Las personas diversas se enfrentan a altas brechas de discriminación provocadas desde el predominio y reproducción de un sistema de sexo, género y heterosexismo como un paradigma cultural que provoca discriminación y exclusión. Entre otras formas de violencia que enfrenta esta población son las amenazas constantes por su sexualidad, persecución política a los defensores de los DDHH pertenecientes a esta comunidad, los crímenes de odio por la lesbofobia, homofobia y transfobia, persecución y malos tratos por los policías y funcionarios públicos, estos últimos lo hacen peor aún porque son quienes deberían de defender la vida e integridad de estas personas y lastimosamente se vuelven en su contra. Cabe mencionar que muchas de las personas migrantes vienen de hogares desintegrados y en algunos casos echados de su casa por su propia familia, cuando revelan su orientación sexual o identidad de género, es cuando son expulsados.

Otra mirada de la migración LGBTIQ en Centroamérica es el cumplimiento de los Estados para garantizar en primer lugar que las personas no tengan que verse obligadas a migrar y las que lo hacen puedan tener condiciones dignas en los países que son receptores de personas migrantes, señalando que el país que recibe el mayor número de migrantes en esta misma región es Costa Rica[2], por ser único en la región de garantizar los derechos a estas personas a través de diferentes leyes y políticas públicas incluyentes, este país en mención de la región pero hay un número que podría ser hasta mayor de las personas que migran a México, Estados Unidos y a  otros países de Europa, de los cuales tengo conocimiento que son los preferidos para miles de Hondureños que tienen las posibilidades de comprar un boleto de avión y viajan a pedir asilo en esos países.

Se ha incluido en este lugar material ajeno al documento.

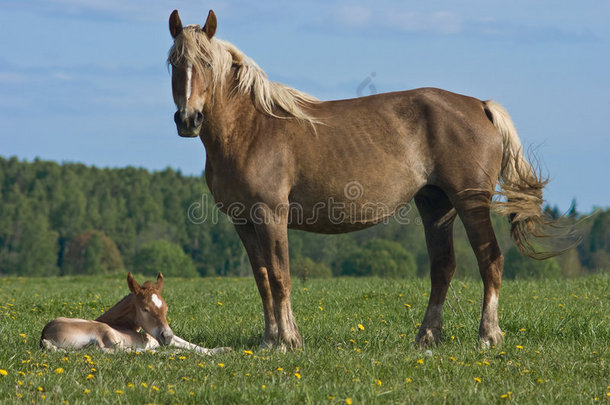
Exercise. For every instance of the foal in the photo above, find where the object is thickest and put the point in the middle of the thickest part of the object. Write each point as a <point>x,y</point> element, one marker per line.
<point>120,326</point>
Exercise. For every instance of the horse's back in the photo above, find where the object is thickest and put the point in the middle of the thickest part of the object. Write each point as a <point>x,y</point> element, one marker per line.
<point>74,333</point>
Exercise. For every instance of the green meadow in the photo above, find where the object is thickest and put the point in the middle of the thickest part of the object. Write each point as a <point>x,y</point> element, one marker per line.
<point>358,335</point>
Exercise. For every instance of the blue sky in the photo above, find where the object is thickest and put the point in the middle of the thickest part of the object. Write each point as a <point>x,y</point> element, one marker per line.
<point>86,80</point>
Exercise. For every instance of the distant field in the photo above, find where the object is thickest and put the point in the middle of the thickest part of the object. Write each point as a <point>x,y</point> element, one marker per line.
<point>556,350</point>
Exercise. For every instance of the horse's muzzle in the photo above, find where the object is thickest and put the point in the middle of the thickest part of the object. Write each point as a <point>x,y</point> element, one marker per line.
<point>165,337</point>
<point>188,124</point>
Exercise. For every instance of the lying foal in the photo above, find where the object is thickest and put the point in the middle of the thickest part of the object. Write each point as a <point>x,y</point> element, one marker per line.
<point>119,327</point>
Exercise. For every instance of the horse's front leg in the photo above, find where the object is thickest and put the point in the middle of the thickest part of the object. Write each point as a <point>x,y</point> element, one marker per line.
<point>249,239</point>
<point>272,235</point>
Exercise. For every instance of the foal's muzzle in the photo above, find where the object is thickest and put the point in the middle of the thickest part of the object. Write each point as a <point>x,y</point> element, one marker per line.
<point>165,337</point>
<point>188,124</point>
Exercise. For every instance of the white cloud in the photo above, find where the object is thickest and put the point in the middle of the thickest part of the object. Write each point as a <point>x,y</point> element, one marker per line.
<point>352,15</point>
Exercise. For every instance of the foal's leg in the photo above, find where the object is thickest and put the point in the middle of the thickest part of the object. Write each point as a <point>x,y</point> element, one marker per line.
<point>184,344</point>
<point>474,212</point>
<point>273,239</point>
<point>249,239</point>
<point>437,215</point>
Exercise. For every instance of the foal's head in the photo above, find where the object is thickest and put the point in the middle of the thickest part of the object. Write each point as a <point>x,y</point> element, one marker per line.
<point>151,309</point>
<point>192,80</point>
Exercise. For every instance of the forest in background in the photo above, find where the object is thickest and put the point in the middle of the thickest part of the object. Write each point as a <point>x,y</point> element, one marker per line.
<point>64,219</point>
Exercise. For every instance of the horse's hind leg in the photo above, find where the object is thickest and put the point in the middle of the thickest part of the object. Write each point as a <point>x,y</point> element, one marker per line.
<point>437,215</point>
<point>473,208</point>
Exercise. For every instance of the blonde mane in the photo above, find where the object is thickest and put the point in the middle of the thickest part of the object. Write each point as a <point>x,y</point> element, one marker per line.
<point>194,47</point>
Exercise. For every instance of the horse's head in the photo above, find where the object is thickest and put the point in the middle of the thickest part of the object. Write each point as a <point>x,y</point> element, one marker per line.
<point>191,76</point>
<point>151,309</point>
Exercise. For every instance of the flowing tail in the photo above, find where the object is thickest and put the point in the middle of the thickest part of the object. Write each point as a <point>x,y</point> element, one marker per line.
<point>521,186</point>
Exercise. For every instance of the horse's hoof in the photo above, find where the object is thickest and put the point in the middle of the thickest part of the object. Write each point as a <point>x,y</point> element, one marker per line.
<point>490,339</point>
<point>427,338</point>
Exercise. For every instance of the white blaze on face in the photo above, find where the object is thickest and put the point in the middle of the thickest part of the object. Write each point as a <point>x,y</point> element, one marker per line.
<point>156,300</point>
<point>189,79</point>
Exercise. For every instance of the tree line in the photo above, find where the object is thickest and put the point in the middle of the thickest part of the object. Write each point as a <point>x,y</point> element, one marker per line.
<point>63,219</point>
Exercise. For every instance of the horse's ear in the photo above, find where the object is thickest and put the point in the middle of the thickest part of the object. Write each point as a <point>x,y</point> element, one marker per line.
<point>210,24</point>
<point>160,281</point>
<point>134,287</point>
<point>175,25</point>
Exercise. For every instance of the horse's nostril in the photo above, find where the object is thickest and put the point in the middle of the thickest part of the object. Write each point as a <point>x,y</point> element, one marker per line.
<point>198,119</point>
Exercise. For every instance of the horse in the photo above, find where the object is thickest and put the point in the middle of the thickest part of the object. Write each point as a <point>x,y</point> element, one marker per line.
<point>120,327</point>
<point>277,158</point>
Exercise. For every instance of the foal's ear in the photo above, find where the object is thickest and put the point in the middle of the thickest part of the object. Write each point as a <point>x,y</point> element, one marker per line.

Todavía hay grandes brechas de desigualdad para estas personas, principalmente para quienes migran, hace falta que los países puedan crear una gobernanza regional para el cumplimiento de los derechos laborales de las personas migrantes, la cual puede ser alcanzada con un gobierno efectivo, transparente y participativo que genere políticas públicas a favor de la diversidad sexual e identidad de género. Si los gobiernos ponen prioridad al respeto de la diversidad, permitirán asegurar el respeto de los derechos humanos y laborales de estas personas que son desplazadas o han migrado forzadamente y necesitan tener un trabajo digno, medios de vida, seguridad social, donde se respeten sus derechos humanos y sus libertades sin restricciones en la región. 

Escrito Por Rene Díaz Bonilla


[1] Los términos GBTIQ hace referencia a los términos; lesbianas, gays, bisexuales, trans, intersexo y queer.

[2] Según un estudio Análisis Cualitativo: “Necesidades de las poblaciones LGBTIQ en desplazamiento forzado – Costa Rica”, Costa Rica, 2019.